WHAT IS CLAIMED IS:

1. A system comprising:

a recurrent neural network implemented by one or more computers,

wherein the recurrent neural network is configured to receive a respective neural network input at each of a plurality of time steps and to generate a respective neural network output at each of the plurality of time steps,

wherein the recurrent neural network includes an associative long-short term memory (LSTM) layer,

wherein the associative LSTM layer is configured to maintain N copies of an internal state for the associative LSTM layer, N being an integer greater than one, and wherein the associative LSTM layer is further configured to, at each of the plurality of time steps:

receive a layer input for the time step,

update each of the N copies of the internal state using the layer input for the time step and a layer output generated by the associative LSTM layer for a preceding time step, and

generate a layer output for the time step using the N updated copies of the internal state.

2. The system of claim 1, wherein updating each of the N copies of the internal state comprises:

determining a cell state update for the time step from the layer input at the time step and optionally the layer output for the preceding time step;

determining, for each of the N copies of the internal state, a corresponding transformed input key from the layer input at the time step and the layer output for the preceding time step; and

for each of the N copies of the internal state, determining the updated copy of the internal state from the copy of the internal state, the cell state update, and the corresponding transformed input key.
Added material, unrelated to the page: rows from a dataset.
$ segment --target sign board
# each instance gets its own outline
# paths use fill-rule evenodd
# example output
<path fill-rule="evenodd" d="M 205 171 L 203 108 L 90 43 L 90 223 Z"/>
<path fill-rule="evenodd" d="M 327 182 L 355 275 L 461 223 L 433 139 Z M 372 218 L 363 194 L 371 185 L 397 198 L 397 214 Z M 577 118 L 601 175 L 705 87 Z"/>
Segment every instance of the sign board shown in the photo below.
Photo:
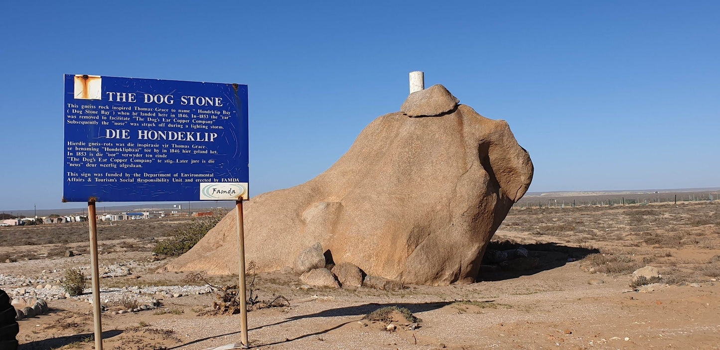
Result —
<path fill-rule="evenodd" d="M 248 199 L 248 86 L 65 75 L 63 201 Z"/>

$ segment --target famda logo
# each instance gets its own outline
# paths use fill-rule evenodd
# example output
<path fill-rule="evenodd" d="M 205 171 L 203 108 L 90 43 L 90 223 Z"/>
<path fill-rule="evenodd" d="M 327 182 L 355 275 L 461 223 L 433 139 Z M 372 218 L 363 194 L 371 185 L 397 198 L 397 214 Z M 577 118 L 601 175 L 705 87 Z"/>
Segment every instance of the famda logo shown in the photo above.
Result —
<path fill-rule="evenodd" d="M 201 183 L 200 199 L 247 199 L 246 185 L 242 183 Z"/>

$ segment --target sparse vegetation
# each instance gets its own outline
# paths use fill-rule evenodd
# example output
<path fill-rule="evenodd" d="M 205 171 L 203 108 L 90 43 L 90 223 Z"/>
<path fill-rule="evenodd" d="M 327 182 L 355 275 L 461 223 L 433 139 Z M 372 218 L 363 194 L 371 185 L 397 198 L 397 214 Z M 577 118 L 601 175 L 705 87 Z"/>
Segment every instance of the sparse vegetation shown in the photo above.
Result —
<path fill-rule="evenodd" d="M 168 239 L 158 243 L 153 252 L 169 256 L 181 255 L 194 247 L 211 229 L 225 216 L 223 211 L 212 216 L 194 218 L 192 221 L 176 229 Z"/>
<path fill-rule="evenodd" d="M 129 295 L 125 295 L 120 298 L 120 301 L 118 301 L 118 304 L 127 310 L 132 310 L 138 306 L 140 306 L 138 299 Z"/>
<path fill-rule="evenodd" d="M 630 282 L 630 287 L 637 289 L 639 287 L 653 283 L 663 283 L 662 278 L 657 276 L 653 276 L 650 278 L 647 278 L 645 276 L 638 276 L 637 278 L 635 278 Z"/>
<path fill-rule="evenodd" d="M 397 305 L 380 308 L 370 313 L 368 313 L 367 315 L 365 315 L 365 317 L 363 318 L 377 322 L 390 323 L 392 321 L 393 312 L 400 313 L 400 314 L 402 315 L 402 317 L 408 321 L 408 322 L 415 323 L 422 321 L 415 317 L 415 315 L 413 315 L 413 313 L 408 308 Z"/>
<path fill-rule="evenodd" d="M 63 290 L 71 296 L 80 295 L 85 290 L 86 280 L 85 275 L 80 272 L 79 269 L 68 269 L 63 275 L 65 280 L 60 284 Z"/>
<path fill-rule="evenodd" d="M 185 310 L 183 310 L 181 308 L 173 308 L 168 310 L 168 312 L 172 313 L 173 315 L 181 315 L 183 313 L 185 313 Z"/>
3. The system of claim 2, wherein determining, for each of the N copies of the internal state, a corresponding transformed input key from the layer input at the time step and the layer output for the preceding time step comprises:

determining an input key from the layer input at the time step and the layer output for the preceding time step; and

for each of the N copies of the internal state, determining the corresponding transformed input key for the copy by permuting the input key with a respective permutation matrix that is specific to the copy.

4. The system of claim 2 or 3, wherein updating each of the N copies of the internal state further comprises:

determining an input gate from the layer input at the time step and the layer output for the preceding time step, and

determining a forget gate from the layer input at the time step and the layer output for the preceding time step.

5. The system of claim 4, wherein determining the updated copy of the internal state from the copy of the internal state, the ceil state update, and the corresponding transformed input key comprises:

applying the forget gate to the copy of the internal state to generate an initial updated copy;

applying the input gate to the cell state update to generate a final cell state update; applying the corresponding transformed input key to the final cell state update to generate a rotated cell state update; and

combining the initial updated copy and the rotated cell state update to generate the updated copy of the internal state.

6. The system of any preceding claim, wherein generating the layer output for the time step comprises:

determining, for each of the N copies of the internal state, a corresponding transformed output key from the layer input at the time step and the layer output for the preceding time step;

modifying, for each of the N copies of the internal state, the updated copy of the internal state using the corresponding transformed output key;

combining the N modified copies to generate a combined internal state for the time step; and

determining the layer output from the combined internal state for the time step.

7. The system of claim 6, wherein combining the N modified copies comprises determining the average of the N modified copies.

8. The system of claim 6, wherein determining, for each of the N copies of the internal state, a corresponding transformed output key from the layer input at the time step and the layer output for the preceding time step comprises:

determining an output key from the layer input at the time step and the layer output for the preceding time step; and

for each of the N copies of the internal state, determining the corresponding transformed output key for the copy by permuting the output key with a respective permutation matrix that is specific to the copy.

9. The system of claim 6 or 7, wherein generating the layer output for the time step further comprises:

determining an output gate from the layer input at the time step and the layer output for the preceding time step, and wherein determining the layer output from the combined internal state for the time step comprises:

applying an activation function to the combined internal state to determine an initial layer output; and

applying the output gate to the initial layer output to determine the layer output for the time step.

10. A method compnsing the operations that the associative LSTM layer of any one of claims 1 -9 is configured to perform.

11. One or more computer storage media encoded with instructions that, when executed by one or more computers, cause the one or more computers to implement the system of any one of claims 1-9.